Currently, we make both half-lined and fully-lined headjoints and find that the differences between them are slight but noticeable to some. Patrick prefers a fully-lined head for session playing, as he feels he gets more projection with less effort, but Aaron prefers his half-lined head and finds it is as loud or louder with less effort and with a lighter weight. Ultimately, the difference between the two flutes is small and difficult to quantify. (We are planning a test with a group of blindfolded players and a number of lined and unlined headjoints to see if it is really consistently possible to tell the difference... we'll let you know the results.)
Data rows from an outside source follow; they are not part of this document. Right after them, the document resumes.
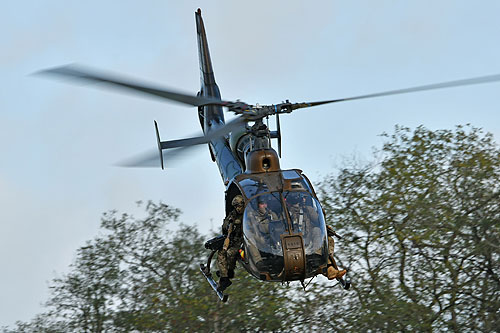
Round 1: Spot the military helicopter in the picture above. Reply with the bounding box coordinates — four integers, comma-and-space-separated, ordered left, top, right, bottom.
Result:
39, 9, 500, 302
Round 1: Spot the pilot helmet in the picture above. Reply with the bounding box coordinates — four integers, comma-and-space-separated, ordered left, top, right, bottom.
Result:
232, 195, 244, 207
287, 192, 302, 205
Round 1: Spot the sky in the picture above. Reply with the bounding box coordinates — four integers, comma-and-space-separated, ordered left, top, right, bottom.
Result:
1, 0, 500, 327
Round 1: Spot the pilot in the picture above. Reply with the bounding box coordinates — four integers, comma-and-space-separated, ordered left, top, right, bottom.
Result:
246, 196, 281, 262
217, 195, 245, 292
286, 193, 318, 234
248, 196, 279, 233
286, 193, 346, 280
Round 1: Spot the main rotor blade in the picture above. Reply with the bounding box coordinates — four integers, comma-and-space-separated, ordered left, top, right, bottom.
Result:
116, 146, 201, 168
291, 74, 500, 110
116, 149, 162, 168
36, 64, 226, 107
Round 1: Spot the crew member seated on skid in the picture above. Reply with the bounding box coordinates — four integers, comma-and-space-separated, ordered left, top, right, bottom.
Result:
217, 195, 244, 292
325, 225, 347, 280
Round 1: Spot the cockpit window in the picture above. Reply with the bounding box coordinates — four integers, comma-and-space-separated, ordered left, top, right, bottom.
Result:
282, 171, 312, 192
244, 193, 286, 255
289, 179, 308, 191
282, 170, 300, 179
236, 170, 316, 200
238, 178, 269, 198
242, 190, 329, 280
283, 191, 326, 255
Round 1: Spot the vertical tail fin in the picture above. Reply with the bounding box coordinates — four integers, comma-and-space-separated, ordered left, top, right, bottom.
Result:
194, 9, 243, 185
195, 8, 220, 98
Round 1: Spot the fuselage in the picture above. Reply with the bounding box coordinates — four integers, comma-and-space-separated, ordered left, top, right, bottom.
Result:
195, 9, 329, 282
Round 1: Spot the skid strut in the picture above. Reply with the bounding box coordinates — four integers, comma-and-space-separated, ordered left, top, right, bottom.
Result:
200, 250, 228, 302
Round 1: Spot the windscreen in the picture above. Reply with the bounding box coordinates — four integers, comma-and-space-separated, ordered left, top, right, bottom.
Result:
283, 192, 329, 275
243, 192, 286, 279
283, 191, 327, 254
242, 191, 329, 280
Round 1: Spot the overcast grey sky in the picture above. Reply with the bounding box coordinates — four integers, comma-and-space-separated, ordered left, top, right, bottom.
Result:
1, 0, 500, 327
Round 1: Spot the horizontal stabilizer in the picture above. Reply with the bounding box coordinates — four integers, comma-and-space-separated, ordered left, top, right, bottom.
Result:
117, 117, 247, 169
157, 116, 246, 150
159, 135, 212, 150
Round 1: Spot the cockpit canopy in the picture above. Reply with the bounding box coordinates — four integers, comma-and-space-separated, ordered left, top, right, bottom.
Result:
230, 170, 329, 281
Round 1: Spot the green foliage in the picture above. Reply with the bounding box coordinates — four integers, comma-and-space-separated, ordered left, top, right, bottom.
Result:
5, 201, 297, 332
320, 125, 500, 332
5, 125, 500, 332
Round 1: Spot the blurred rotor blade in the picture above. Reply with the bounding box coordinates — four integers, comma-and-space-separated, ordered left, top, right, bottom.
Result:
116, 146, 202, 168
36, 64, 228, 107
291, 73, 500, 111
116, 149, 162, 168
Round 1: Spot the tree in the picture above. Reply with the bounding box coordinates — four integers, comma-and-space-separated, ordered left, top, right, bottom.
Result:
319, 125, 500, 332
5, 201, 294, 332
8, 125, 499, 332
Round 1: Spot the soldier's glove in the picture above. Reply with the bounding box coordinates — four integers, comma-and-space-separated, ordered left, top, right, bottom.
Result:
223, 237, 230, 251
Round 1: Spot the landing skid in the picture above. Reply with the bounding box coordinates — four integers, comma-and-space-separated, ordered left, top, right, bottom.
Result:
337, 276, 351, 290
200, 246, 228, 302
200, 263, 228, 302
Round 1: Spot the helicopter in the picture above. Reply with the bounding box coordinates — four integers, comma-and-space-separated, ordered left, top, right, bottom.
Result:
38, 8, 500, 302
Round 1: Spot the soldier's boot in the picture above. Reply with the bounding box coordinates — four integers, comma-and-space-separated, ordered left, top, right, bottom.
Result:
216, 270, 229, 278
326, 266, 346, 280
217, 277, 232, 292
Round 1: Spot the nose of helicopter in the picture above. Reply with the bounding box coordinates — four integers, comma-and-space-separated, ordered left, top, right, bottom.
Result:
238, 186, 330, 282
241, 230, 329, 282
281, 235, 306, 281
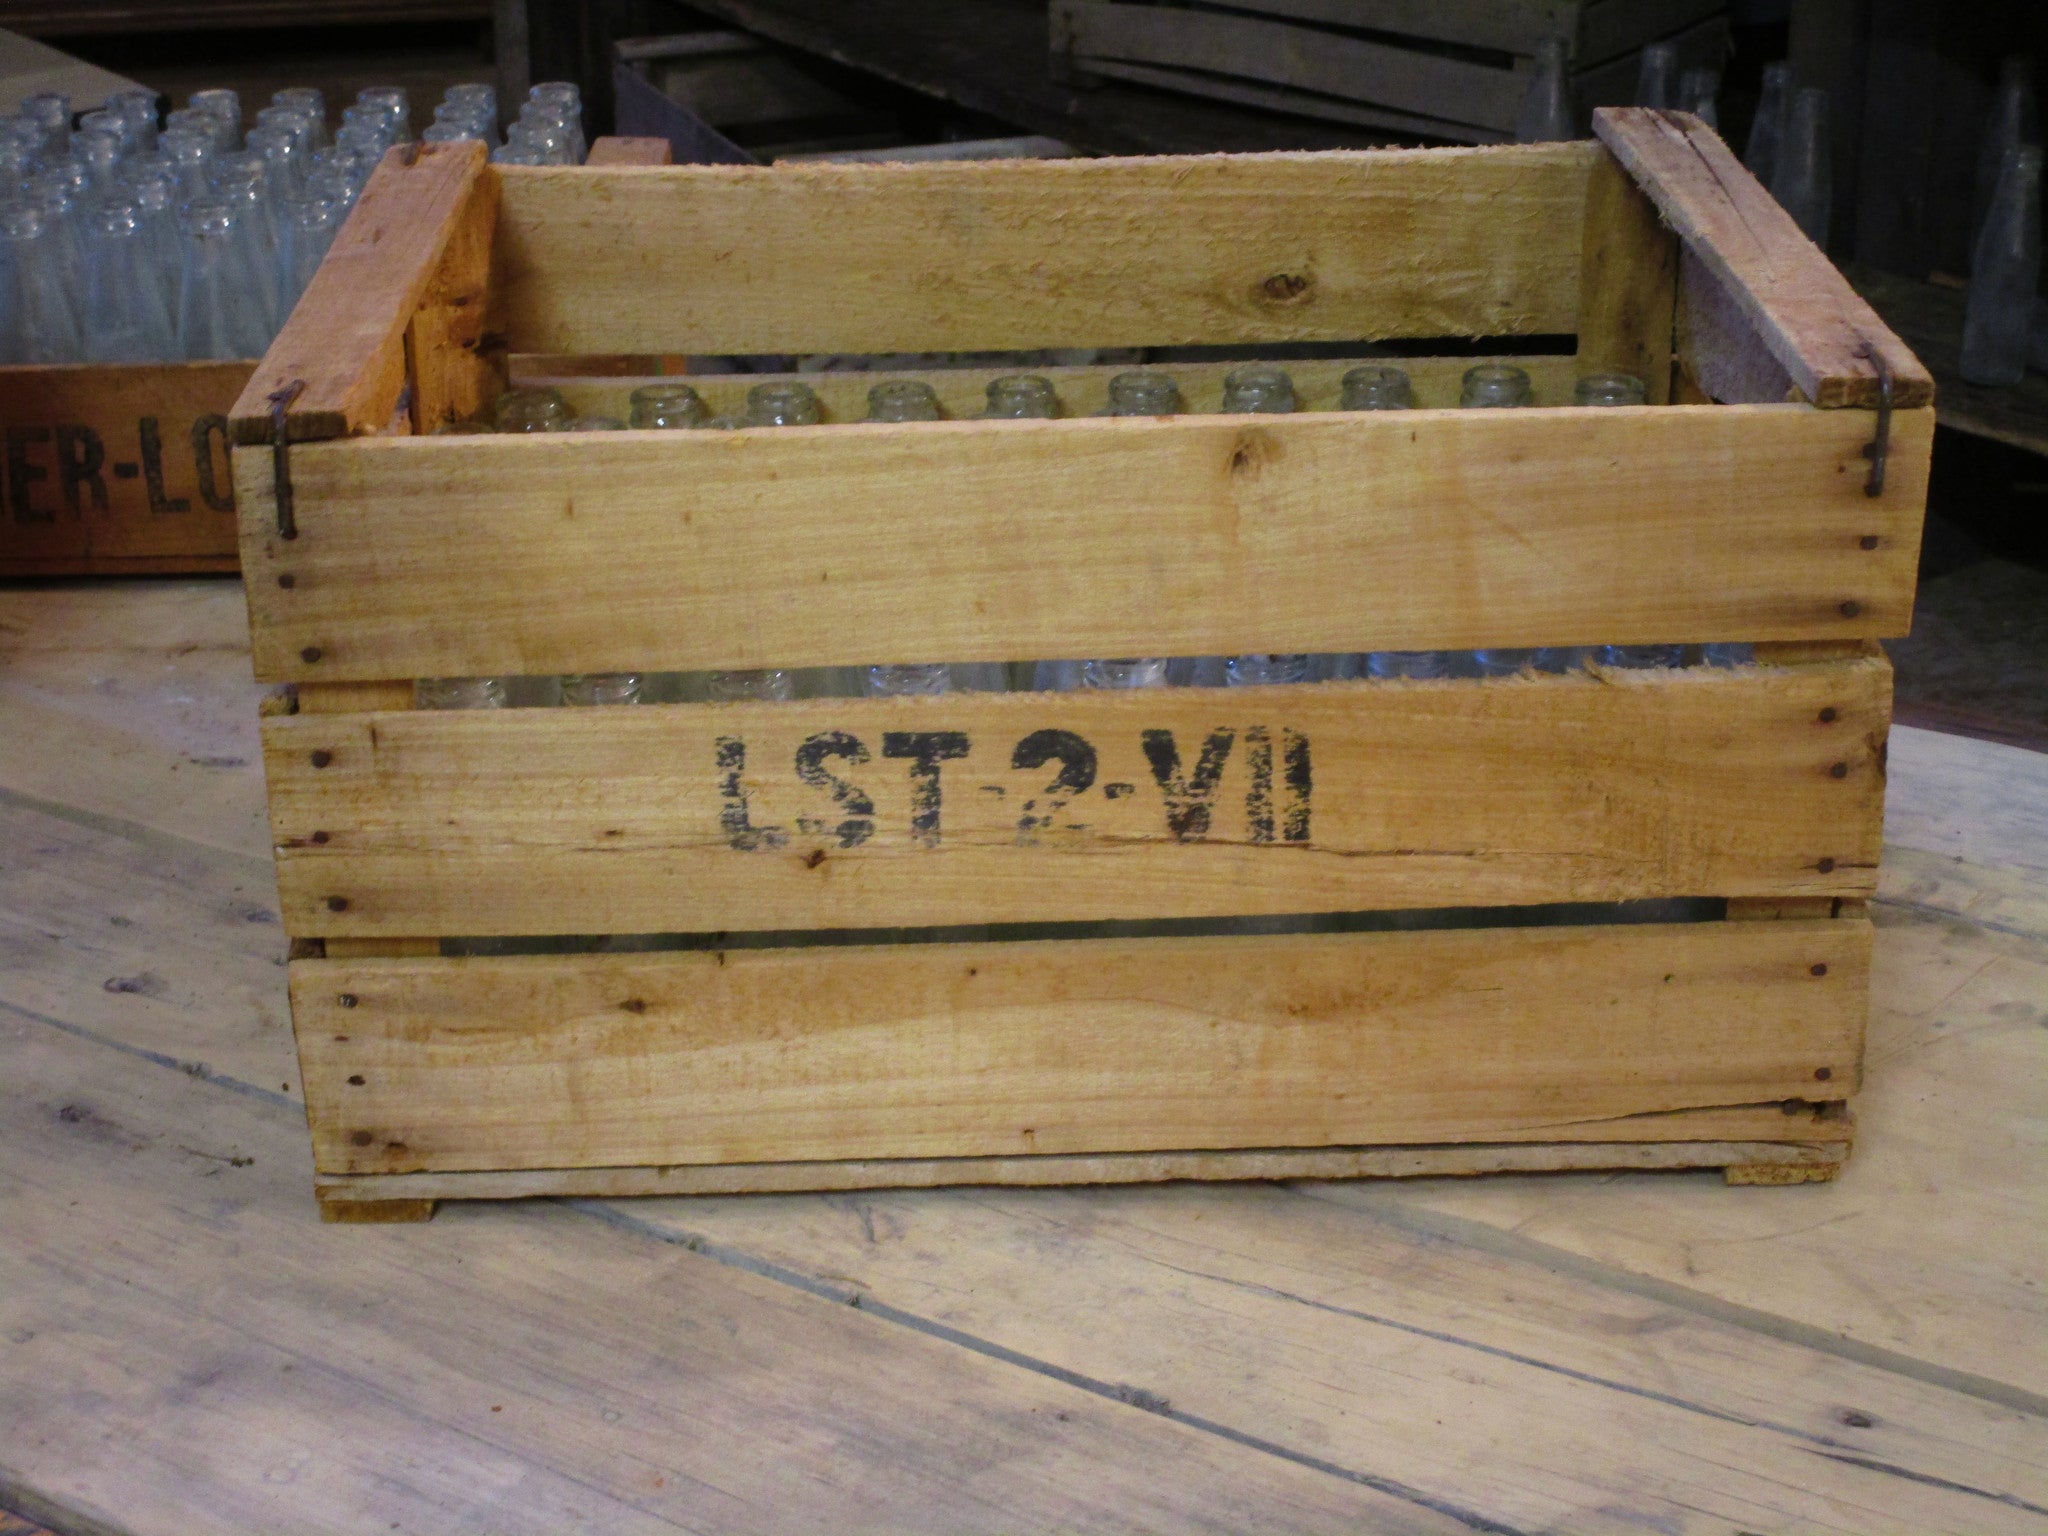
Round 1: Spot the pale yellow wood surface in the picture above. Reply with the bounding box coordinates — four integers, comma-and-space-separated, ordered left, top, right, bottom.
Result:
233, 401, 1931, 684
228, 143, 490, 445
1, 580, 2041, 1535
490, 144, 1597, 356
263, 659, 1887, 937
1575, 147, 1677, 403
1593, 109, 1931, 409
293, 919, 1867, 1175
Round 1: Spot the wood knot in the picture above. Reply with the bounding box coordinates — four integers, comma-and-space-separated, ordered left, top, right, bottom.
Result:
1259, 272, 1312, 303
619, 998, 648, 1014
1228, 428, 1279, 477
804, 848, 827, 869
350, 1130, 373, 1146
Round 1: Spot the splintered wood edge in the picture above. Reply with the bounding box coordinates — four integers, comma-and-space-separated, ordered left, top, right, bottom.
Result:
1593, 109, 1931, 410
228, 141, 492, 446
310, 1136, 1850, 1206
584, 135, 674, 166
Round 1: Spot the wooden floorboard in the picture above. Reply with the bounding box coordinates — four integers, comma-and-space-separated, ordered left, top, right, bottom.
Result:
0, 580, 2043, 1535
Also confusing is the assertion made by some that a lined head will always crack, or crack more often as the wood will continue to shrink. In our experience this is not the case—a piece of blackwood is not like a black hole, continuing to shrink forever, but will only do so while losing moisture, and once fully-dried, becomes quite stable. It is true that gluing a metal tube into a cylinder of wood is a cockamamie design from an engineering standpoint (as the wood does expand and contract somewhat with changes in humidity, whereas the metal does not) but with reasonable care, problems can be minimized. You have to be careful traveling from wet to dry climates or vice versa (say, from Ireland to your home in the desert near Phoenix) but an all-wood flute with no metal tubing can also crack under these conditions. Please see our “Care and Feeding” post for more information about humidity and its effect on wooden flutes. The early advertisements from the 19th century for the then-new lined heads maintained they wouldn't crack, as the lining made it more difficult for moisture to be absorbed into the wood of the headjoint, so it’s easy to see why there is so much confusion on this point.

Ultimately, choosing a headjoint comes down to the inclination of the player, and your best bet is to try as many as possible and decide what you prefer.